Mark Kaelin is a CBS Interactive Senior Editor for TechRepublic. He is the host for the Microsoft Windows and Office blog, the Google in the Enterprise blog, the Five Apps blog and the Big Data Analytics blog.

11 comments
mustafacan
mustafacan

the default system restore is not allowing you to control it's required space easily. You will have to use the cmd promt and that's just crazy. I have used alternative such as Rollback Rx or Norton Goback in the past, but I choose Rollback for it's stability and more options.

lelerew
lelerew

In Fig B of the article, above the disk selection box, you are informed that you can create restore points "on" the following disks. Just before the "Create" button, it says you can create a restore point "for" the selected disk. Should this say "of" the selected disk?

CMB from Omaha
CMB from Omaha

Thanks, this was helpful (and timely). I just had to reinstall Vista b/c of horrible system instability. I'll be adding restore points religiously now that I know how!

basmith
basmith

What happens when System Restore does not function as it should???

kewilcoxUSA
kewilcoxUSA

Good article. I'd like to see a followup showing how to safely delete old restore points from the hard disk.
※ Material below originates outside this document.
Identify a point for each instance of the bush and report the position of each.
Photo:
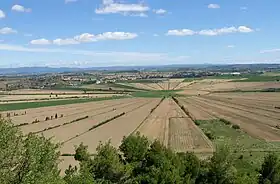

It seems the more you have on your system the slower the application starts and runs.

Mark W. Kaelin
Mark W. Kaelin

On occasion, I have used System Restore to get back to a working operating system. Driver troubleshooting was the usual suspect in those cases. But I haven't used System Restore in a long time. Do you have System Restore turned on? Why or why not?

Mark W. Kaelin
Mark W. Kaelin

You can choose where to save and store a restore point. For example, you could save a restore point for your system on a second hard drive. The thing being restored is the Windows operating system - no matter what drive it may reside on.

melekali
melekali

...I have it turned on, but really don't pay much attention to it. Now I have a BCD problem and really don't have any alternative but to reformat. Perhaps I ought to manually create restore points every so often...

engine411
engine411

In XP, it's easy to make a vbs file that can be used in a scheduled task to automatically make a restore point. Is it do-able in Vista? Is the script the same as in XP?

john3347
john3347

I always keep system restore turned on and all too often have to use it as a quick fix for something that has gone sour. I also have another step between System Restore and a complete format and reload in my Windows Home Server. I can do a WHS restore if the individual computer restore function does not correct my problem. With WHS I can even restore to a previous operating system if desired or needed.